Crop the width down to 24" and save the file as something non destructive like a native Photoshop file or a .tif file.

That's all there is to it.

.
 
The "right" solution is not always the "best" solution.
This is where ingenuity comes in.

cebebe's suggestion is the first step.

Afterwards, you WILL have a blurry, ugly image. He is correct in that you cannot gain the detail that would be obtained with a camera capable of shooting that image.

BUT you can make it look a little better.
The first, and clunkiest option is the Sharpen filter. It finds changes in hue and value and accentuates them. This sortof battles the blurry effect of interpolation. It's also hideous, don't use it.
But it also has a cousin, the Unsharp Mask. It basically works the same, but you can control some of the option, such as how much of the effect you want, and how much of a change in hue or value is necessary before applying the effect.
The problem is, this is still the same effect, and is still hideous, if less so.

But still useful.

You will want to use this effect to accentuate or suggest detail in the image, no actually change it.
So what you will do is create copies of the image into new layers (Layer->Copy Layer or something like that).
How many copies depends on how much time you want to spend. Let's start with 2.

Make sure these layers are on top of your original image layer, and adjust the transparency to something like 30% for both.
Apply the unsharp mask to both layers.

At this point, it's all up to you. You will need to play with three variables: Blend modes of the layer copies, degree of Unsharp Mask effect, and transparency level of the layer copy.

If you really want to get into the minute detail and nitty gritty, you can use more layers(6 or 9 if your image mode is RGB, 8 or 12 if your image mode is CMYK. also if your image is grayscale, 2 will suffice. If it is monotone (sepia?) you may want 4 or 6).
Basically you would have a Highlights and a Shadows (and maybe a midtones) layer for each channel.

Again I will reiterate, you will not get the detail to match the resolution, but you can fake it just a little.

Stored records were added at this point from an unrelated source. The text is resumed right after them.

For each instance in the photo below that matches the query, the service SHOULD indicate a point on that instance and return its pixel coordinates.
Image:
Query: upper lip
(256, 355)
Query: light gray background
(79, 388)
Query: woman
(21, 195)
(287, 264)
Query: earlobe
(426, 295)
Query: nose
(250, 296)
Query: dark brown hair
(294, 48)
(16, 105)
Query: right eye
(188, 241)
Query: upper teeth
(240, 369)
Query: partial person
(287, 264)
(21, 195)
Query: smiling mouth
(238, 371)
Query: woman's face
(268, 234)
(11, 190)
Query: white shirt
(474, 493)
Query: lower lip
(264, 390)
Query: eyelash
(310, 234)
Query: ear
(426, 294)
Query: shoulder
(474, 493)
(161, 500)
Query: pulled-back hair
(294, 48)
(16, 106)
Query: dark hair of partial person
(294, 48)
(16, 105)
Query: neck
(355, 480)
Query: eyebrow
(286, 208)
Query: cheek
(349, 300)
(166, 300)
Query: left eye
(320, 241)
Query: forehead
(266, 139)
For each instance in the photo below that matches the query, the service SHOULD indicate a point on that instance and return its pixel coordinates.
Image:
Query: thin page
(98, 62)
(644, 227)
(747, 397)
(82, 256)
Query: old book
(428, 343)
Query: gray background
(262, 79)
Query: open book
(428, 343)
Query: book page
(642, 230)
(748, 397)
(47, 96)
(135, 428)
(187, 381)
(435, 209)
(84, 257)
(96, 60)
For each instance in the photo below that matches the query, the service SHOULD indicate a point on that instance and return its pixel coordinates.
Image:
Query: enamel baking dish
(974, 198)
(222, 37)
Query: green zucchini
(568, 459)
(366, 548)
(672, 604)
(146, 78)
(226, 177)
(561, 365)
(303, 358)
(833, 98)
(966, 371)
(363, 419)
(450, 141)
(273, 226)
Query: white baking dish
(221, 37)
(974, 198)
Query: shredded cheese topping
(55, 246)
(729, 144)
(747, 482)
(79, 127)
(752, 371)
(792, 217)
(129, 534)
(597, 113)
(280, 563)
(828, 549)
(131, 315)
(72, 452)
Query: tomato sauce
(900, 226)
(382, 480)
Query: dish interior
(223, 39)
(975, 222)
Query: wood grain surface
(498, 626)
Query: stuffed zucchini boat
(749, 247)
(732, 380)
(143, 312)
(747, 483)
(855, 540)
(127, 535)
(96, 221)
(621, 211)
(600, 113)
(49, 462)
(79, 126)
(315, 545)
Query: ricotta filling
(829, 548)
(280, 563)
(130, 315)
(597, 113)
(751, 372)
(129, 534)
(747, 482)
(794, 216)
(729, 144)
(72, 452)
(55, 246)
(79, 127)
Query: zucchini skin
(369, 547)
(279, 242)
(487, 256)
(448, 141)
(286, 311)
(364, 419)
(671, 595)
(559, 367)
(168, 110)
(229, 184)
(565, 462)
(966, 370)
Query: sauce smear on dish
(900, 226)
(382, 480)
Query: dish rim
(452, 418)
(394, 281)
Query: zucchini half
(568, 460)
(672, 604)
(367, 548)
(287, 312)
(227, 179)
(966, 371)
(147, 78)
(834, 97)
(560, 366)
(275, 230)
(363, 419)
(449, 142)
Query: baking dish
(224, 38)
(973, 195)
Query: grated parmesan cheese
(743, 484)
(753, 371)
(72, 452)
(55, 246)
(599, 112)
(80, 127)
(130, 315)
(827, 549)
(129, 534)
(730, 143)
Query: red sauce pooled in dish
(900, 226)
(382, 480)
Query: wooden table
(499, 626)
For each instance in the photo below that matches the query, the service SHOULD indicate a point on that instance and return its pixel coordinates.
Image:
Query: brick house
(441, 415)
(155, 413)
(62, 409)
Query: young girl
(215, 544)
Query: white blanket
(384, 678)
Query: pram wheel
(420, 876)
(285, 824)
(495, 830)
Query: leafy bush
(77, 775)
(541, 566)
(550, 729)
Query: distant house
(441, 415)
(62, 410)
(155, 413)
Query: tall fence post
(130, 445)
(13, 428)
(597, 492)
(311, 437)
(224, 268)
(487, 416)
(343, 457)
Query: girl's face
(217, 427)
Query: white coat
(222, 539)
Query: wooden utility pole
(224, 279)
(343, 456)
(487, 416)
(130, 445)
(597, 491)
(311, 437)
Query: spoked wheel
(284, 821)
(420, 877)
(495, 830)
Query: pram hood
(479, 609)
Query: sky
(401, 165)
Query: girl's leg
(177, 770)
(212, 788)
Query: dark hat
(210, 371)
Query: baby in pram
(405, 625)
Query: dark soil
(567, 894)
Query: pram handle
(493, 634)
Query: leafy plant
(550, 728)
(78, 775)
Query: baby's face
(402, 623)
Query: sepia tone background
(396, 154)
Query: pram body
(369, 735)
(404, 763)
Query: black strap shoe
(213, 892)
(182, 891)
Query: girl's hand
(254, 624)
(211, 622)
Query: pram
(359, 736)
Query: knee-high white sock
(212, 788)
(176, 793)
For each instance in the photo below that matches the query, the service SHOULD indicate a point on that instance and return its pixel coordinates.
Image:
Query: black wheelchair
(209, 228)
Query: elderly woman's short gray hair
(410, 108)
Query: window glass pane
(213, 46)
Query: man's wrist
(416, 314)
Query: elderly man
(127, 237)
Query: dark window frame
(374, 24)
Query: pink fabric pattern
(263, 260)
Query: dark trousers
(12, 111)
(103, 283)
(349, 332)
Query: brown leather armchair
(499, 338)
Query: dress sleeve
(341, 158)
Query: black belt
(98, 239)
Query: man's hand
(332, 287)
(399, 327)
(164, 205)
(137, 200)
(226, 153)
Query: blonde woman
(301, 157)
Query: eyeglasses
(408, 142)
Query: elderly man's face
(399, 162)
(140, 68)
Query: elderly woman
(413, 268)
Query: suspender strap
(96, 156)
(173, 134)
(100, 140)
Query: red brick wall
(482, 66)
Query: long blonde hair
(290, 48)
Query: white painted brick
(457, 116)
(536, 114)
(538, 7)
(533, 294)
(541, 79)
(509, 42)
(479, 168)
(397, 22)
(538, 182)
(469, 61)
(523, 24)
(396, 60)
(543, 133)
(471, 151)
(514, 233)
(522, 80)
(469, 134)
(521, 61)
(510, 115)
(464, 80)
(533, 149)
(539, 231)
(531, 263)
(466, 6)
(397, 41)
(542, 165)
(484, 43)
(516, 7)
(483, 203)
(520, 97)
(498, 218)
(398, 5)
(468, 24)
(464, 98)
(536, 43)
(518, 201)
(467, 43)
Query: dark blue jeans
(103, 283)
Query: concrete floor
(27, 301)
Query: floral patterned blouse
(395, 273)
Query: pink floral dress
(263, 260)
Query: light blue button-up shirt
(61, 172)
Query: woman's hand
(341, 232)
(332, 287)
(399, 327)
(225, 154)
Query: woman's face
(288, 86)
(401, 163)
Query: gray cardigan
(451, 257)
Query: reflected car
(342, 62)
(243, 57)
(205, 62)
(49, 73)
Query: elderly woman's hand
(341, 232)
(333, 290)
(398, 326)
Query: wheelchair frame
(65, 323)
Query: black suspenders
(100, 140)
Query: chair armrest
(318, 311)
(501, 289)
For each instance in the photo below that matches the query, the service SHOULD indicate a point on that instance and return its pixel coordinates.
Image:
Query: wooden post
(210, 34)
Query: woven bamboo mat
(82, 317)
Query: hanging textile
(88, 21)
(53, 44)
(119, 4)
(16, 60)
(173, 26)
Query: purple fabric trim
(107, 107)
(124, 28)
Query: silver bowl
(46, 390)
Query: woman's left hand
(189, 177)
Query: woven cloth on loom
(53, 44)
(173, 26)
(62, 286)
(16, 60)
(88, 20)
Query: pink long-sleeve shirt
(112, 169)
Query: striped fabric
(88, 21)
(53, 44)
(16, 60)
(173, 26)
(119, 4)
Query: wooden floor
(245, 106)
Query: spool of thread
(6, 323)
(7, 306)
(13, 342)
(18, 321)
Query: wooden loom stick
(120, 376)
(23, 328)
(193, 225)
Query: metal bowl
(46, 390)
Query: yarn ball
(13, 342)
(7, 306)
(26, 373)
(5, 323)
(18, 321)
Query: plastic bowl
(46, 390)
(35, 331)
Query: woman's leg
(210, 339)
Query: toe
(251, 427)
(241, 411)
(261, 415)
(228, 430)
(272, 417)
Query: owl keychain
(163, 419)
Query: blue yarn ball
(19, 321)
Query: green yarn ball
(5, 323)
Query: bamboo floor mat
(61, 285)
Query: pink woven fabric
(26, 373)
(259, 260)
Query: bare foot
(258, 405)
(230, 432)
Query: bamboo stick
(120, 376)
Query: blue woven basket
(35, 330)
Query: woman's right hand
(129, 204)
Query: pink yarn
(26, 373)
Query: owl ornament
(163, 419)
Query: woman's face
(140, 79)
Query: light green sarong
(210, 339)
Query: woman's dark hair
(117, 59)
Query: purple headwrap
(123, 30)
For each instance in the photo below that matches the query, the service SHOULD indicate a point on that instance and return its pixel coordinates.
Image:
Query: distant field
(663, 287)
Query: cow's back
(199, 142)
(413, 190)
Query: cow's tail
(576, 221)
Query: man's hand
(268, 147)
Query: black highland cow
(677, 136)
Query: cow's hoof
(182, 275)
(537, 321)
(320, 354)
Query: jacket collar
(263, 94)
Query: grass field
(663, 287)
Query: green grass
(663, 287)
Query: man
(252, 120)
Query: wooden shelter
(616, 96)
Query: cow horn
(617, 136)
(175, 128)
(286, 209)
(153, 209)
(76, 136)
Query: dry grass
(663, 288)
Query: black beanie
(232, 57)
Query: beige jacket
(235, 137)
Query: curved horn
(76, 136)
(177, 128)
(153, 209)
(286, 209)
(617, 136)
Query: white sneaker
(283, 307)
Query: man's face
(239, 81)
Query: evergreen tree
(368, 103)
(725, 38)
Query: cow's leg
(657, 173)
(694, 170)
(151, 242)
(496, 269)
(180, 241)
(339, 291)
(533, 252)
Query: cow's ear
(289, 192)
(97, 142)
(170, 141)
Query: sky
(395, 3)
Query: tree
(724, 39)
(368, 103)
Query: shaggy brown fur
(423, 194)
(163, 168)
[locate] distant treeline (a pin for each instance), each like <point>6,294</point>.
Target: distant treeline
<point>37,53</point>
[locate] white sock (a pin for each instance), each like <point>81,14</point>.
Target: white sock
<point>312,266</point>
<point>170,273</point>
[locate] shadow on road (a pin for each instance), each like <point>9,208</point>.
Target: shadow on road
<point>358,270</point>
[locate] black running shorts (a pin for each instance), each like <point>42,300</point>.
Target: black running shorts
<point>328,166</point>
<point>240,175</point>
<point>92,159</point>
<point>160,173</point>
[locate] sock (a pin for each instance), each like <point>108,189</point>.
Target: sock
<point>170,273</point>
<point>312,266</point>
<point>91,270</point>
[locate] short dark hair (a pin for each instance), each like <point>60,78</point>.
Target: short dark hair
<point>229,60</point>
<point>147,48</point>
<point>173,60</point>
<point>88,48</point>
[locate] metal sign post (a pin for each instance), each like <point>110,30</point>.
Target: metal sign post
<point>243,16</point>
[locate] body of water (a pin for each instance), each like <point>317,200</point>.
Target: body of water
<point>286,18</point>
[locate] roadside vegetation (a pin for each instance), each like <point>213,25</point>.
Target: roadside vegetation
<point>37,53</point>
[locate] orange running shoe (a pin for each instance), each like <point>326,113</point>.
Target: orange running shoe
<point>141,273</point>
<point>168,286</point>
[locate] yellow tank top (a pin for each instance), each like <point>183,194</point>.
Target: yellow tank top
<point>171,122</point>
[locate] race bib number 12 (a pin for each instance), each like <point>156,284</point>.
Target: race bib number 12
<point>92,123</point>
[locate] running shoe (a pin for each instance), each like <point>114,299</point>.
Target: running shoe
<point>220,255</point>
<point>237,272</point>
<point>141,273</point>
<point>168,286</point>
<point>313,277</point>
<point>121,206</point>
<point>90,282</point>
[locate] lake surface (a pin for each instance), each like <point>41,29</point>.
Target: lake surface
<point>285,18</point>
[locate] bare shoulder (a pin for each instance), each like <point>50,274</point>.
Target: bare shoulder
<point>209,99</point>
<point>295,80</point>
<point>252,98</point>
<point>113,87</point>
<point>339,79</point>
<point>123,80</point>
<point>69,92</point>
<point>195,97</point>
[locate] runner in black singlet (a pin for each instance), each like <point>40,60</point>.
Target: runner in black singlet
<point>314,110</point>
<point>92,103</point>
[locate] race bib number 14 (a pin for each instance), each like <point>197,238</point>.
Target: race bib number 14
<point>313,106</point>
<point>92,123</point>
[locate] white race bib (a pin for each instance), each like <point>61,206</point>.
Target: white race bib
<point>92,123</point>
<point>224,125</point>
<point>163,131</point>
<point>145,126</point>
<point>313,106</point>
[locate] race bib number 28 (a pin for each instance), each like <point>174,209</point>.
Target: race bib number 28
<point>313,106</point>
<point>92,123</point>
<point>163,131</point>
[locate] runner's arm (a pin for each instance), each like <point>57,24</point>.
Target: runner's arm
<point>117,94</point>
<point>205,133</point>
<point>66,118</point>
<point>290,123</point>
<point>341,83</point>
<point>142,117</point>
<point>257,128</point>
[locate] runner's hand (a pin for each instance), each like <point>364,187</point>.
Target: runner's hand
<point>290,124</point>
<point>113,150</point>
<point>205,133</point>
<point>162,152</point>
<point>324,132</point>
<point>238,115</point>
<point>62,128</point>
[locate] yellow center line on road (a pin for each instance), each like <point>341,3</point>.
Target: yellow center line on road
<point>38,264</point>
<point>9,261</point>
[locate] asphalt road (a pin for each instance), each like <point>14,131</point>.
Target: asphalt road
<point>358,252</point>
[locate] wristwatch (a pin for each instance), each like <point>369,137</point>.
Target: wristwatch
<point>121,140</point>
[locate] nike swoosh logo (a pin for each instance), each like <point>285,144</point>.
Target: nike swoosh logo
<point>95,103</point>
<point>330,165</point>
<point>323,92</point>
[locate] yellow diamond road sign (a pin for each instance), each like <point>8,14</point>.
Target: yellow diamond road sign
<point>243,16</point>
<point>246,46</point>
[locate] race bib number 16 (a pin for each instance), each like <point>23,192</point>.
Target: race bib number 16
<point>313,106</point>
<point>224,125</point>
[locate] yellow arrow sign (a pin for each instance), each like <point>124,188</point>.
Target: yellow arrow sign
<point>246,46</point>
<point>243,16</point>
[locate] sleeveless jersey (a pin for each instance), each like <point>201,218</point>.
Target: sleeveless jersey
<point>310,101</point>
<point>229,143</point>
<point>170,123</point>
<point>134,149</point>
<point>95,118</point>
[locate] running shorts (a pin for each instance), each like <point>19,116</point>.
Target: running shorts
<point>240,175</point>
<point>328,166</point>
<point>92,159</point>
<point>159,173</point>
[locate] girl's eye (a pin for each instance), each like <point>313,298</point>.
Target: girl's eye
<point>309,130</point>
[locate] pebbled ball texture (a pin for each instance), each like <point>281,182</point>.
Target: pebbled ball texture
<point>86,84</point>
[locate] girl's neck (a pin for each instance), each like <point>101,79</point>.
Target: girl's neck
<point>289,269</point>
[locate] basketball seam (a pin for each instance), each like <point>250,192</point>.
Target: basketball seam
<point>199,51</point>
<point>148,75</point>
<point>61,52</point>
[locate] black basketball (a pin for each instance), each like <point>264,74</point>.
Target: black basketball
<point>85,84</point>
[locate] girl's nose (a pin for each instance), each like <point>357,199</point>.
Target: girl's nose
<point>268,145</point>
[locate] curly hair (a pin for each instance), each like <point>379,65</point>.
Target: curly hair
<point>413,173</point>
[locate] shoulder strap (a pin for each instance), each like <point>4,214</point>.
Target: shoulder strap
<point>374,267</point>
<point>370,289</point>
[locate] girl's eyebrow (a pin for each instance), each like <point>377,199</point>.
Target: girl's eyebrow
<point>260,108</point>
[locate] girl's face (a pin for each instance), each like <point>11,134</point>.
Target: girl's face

Sometimes, the effort is worth it, especially if it's an image you really need but cannot reproduce.
 
...also to chip in a bit here...

...depending on the final printed output device you go to, together with the "effective" resolution of your image at a given size, there are times it is of no advantage to be performing any resampling in photoshop, but to rather print at a lower resolution (200dpi effective resolution image in photoshop as opposed to 300dpi to a high resolution inkjet printer for example)...

...for very large poster work you can achieve fine prints at 100dpi or lower from photoshop. Largely depending on the source image there are times you have to resample it to a higher pixel count for large poster work, in these situations the on1 plugin genuine fractals is far superior to that of photoshops own resampling algorithm:


andrew

============
============
 
What about the Photoshop plug-in Genuine Fractals? Would that help boost the resolution needed?
 
Hi again

I might ad that I have had better results when going to an outside provider for large printouts of posters when supplying them with a PDF file rather then a standard graphics file as far as color accuracy goes.

Things like this that I have done usually have type as will as an image and a PDF file will preserve the clarity of the type.

It seems that everyone can print from Acrobat and get similar results, rather then printing from some other programs where inconsistency's in in settings come into play.

.
 
PDF is not a magic format for ensuring accurate color & quality. You will notice that when you save to PDF from Photoshop, you have many options, including the type/level of JPG compression - - - so it is possible that saving a certain type of PDF may not be any better than saving a lousy JPG. Review those settings carefully if sending as PDF.
 
I just select "High Quality".

I do a lot of large posters this way for restaurant weekly specials and stuff like that. The food colors usually come out very close to what I see on my computer.

Of course I'm working with the same shop to print the images all the time. I suppose it depends a lot on who you are going to.
 
PS. I'm using a Nikon D200 10 mega-pixel camera and while I process the images in Photoshop I ad the type and create the PDFs in InDesign.